Rwanda, Congo-Brazza, Angola, Afrique du Sud… Pour mieux durer, le président congolais Jospeh Kabila soigne ses relations avec les pays de la région.

À la différence de son père, Joseph Kabila a compris que, pour durer, mieux vaut s’entendre avec ses voisins. À commencer par le Rwanda. L’accord Kabila-Kagamé de janvier 2009 est significatif. Après des années de lutte contre la guérilla de Laurent Nkunda, dans l’est de la République démocratique du Congo (RDC), Kinshasa a négocié avec Kigali la mise à l’écart de ce rebelle trop remuant. Son mouvement, le Congrès national pour la défense du peuple (CNDP), continue de siphonner les richesses minières des deux Kivus, mais il fait officiellement allégeance au régime de Kinshasa. Les apparences sont sauves…

Avec le Congo-Brazzaville, l’entente est cordiale, sans plus. Depuis longtemps, Kinshasa réclame à Brazzaville l’extradition de deux opposants, le général Munene et Udjani, le chef présumé des insurgés Enyele de la province de l’Équateur. Mais, comme tous les Brazzavillois, Denis Sassou Nguesso garde en mémoire ce jour de 1968 où Pierre Mulele fut livré à Mobutu en échange d’une promesse publique d’amnistie. Quelques jours plus tard, Mulele fut sauvagement assassiné. Aujourd’hui en première ligne si la situation dégénérait en RDC, Denis Sassou Nguesso a fait part ces derniers jours de sa vive préoccupation à Ban Ki-moon, le secrétaire général de l’ONU, et à Jean Ping, le président de la Commission de l’Union africaine (UA).

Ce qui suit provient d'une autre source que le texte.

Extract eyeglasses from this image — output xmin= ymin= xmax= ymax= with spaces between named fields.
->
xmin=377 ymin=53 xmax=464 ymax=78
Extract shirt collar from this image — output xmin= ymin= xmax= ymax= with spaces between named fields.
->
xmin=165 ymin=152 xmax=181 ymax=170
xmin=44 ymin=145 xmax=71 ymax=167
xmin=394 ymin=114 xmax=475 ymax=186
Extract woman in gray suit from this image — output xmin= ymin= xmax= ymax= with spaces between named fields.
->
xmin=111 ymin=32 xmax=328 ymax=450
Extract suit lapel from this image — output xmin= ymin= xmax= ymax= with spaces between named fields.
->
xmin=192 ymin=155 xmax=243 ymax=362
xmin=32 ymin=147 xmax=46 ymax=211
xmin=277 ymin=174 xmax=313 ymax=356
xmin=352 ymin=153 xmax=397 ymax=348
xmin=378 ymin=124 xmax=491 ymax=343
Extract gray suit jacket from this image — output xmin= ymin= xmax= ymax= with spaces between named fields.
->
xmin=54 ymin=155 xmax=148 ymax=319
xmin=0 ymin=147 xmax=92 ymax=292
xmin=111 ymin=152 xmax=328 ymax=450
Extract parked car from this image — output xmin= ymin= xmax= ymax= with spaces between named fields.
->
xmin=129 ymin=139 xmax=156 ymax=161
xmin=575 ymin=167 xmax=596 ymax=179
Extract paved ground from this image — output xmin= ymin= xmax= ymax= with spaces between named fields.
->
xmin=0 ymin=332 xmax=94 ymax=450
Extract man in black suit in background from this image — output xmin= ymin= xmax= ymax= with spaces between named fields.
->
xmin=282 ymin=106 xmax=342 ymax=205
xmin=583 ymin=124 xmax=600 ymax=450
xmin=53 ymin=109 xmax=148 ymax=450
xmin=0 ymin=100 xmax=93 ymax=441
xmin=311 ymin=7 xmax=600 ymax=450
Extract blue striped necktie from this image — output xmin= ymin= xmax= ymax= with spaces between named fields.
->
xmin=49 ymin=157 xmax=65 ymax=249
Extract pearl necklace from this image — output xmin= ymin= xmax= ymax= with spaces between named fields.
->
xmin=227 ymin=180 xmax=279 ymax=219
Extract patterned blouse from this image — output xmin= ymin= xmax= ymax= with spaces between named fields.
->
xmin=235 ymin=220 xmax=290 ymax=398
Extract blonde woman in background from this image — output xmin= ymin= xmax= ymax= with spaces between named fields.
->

Avec l’Angola, les sujets de discorde ne manquent pas. Notamment sur le partage des gisements de pétrole au large des côtes congolaise et cabindaise. Mais, depuis son arrivée au pouvoir, Joseph Kabila aide le régime dos Santos à isoler les indépendantistes cabindais. Pour Luanda, c’est l’essentiel.

"Bien voter"

Aujourd’hui, on peut même parler d’un axe Kabila-dos Santos-Zuma. Le 12 novembre, le président sud-africain est venu voir Kabila à Lubumbashi, officiellement pour relancer le projet de barrage Grand Inga, sur le fleuve Congo. En réalité, Zuma et Kabila ont surtout parlé des élections congolaises. Le Sud-Africain s’est engagé à prêter au Congo une demi-douzaine d’avions gros-porteurs pour acheminer in extremis les quelque 64 millions de bulletins de vote imprimés en Afrique du Sud. Ne semblant pas douter de la réélection de son hôte, Zuma lui a demandé de « bien voter », le mois prochain, lors de la bataille entre la Sud-Africaine Dlamini-Zuma et le Gabonais Ping pour la présidence de la Commission de l’UA.